Uncertainty over implications of ‘expat tax’
Dubbed the “expat tax”, the amendments require South African tax residents working abroad will be subject to local tax on their foreign earnings, with the first R1 million exempt.
William Louw, professional tax practitioner with Sable International, says expats need to check their tax status, as the amendment specifically applies to South African tax residents - in simple terms, people working abroad, but who, in other respects, are still based in South Africa.
“The amendments have serious implications. The SA Revenue Service (Sars) considers your total remuneration, not just your salary, which means South African tax residents working in certain foreign countries and receiving additional benefits, such as accommodation and transport, could be taxed on the total value of the package.”
South Africa holds double-taxation agreements (DTAs) with various countries to ensure that a taxpayer is not taxed by both South Africa and the country in which he or she is working. “Where a taxpayer is registered as tax resident in both countries and there is a DTA in place, then the DTA will determine where and how a taxpayer must pay tax on income received,” says Louw.
“The people who are going to be most affected by the legislation are people in the Middle East or in countries where there is no DTA.
“Some countries in the Middle East have DTAs with South Africa, but the problem is that a lot of them don’t have a tax revenue office, which means you cannot get a tax resident certificate to prove to Sars that you’re a tax resident there.

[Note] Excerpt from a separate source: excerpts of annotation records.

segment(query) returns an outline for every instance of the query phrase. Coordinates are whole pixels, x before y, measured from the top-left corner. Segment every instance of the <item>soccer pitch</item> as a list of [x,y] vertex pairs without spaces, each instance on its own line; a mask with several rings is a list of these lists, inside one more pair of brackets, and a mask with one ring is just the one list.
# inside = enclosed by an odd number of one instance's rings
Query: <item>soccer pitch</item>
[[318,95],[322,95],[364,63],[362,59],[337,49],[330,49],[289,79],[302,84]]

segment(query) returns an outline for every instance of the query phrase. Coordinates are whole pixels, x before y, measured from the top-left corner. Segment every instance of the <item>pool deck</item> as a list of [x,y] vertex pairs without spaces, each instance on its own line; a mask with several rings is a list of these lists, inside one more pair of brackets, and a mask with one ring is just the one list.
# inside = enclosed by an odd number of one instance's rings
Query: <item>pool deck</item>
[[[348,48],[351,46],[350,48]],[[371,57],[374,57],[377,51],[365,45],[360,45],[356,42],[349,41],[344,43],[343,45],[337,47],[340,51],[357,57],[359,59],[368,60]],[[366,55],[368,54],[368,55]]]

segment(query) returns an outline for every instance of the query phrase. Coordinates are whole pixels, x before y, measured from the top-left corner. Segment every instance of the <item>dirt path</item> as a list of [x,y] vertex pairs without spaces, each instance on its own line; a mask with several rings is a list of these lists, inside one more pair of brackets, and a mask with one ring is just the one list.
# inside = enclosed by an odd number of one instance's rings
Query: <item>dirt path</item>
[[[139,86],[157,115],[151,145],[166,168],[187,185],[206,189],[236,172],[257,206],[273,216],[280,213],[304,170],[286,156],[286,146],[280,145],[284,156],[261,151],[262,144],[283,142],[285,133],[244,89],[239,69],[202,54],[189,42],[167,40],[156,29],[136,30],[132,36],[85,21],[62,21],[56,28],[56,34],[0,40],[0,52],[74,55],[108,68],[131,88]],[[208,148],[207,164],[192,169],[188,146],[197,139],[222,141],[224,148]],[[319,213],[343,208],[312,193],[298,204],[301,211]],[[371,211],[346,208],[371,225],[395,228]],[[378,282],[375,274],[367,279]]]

“Dubai is one of the countries where you can get a tax residency certificate, but it’s expensive. Whether you work in a country with or without a DTA, you still need to know what your correct tax status with Sars is,” Louw says.
“If your tax status is incorrect at Sars, you need to make the change before the end of February 2021.
“The law comes into effect from March 1, 2020, but you still have several months to backdate your information and submit your return before the end of the tax year, otherwise Sars will come after you.
“The key thing is to be proactive: know your tax status, what you could be liable for, and sort out your issues with Sars.”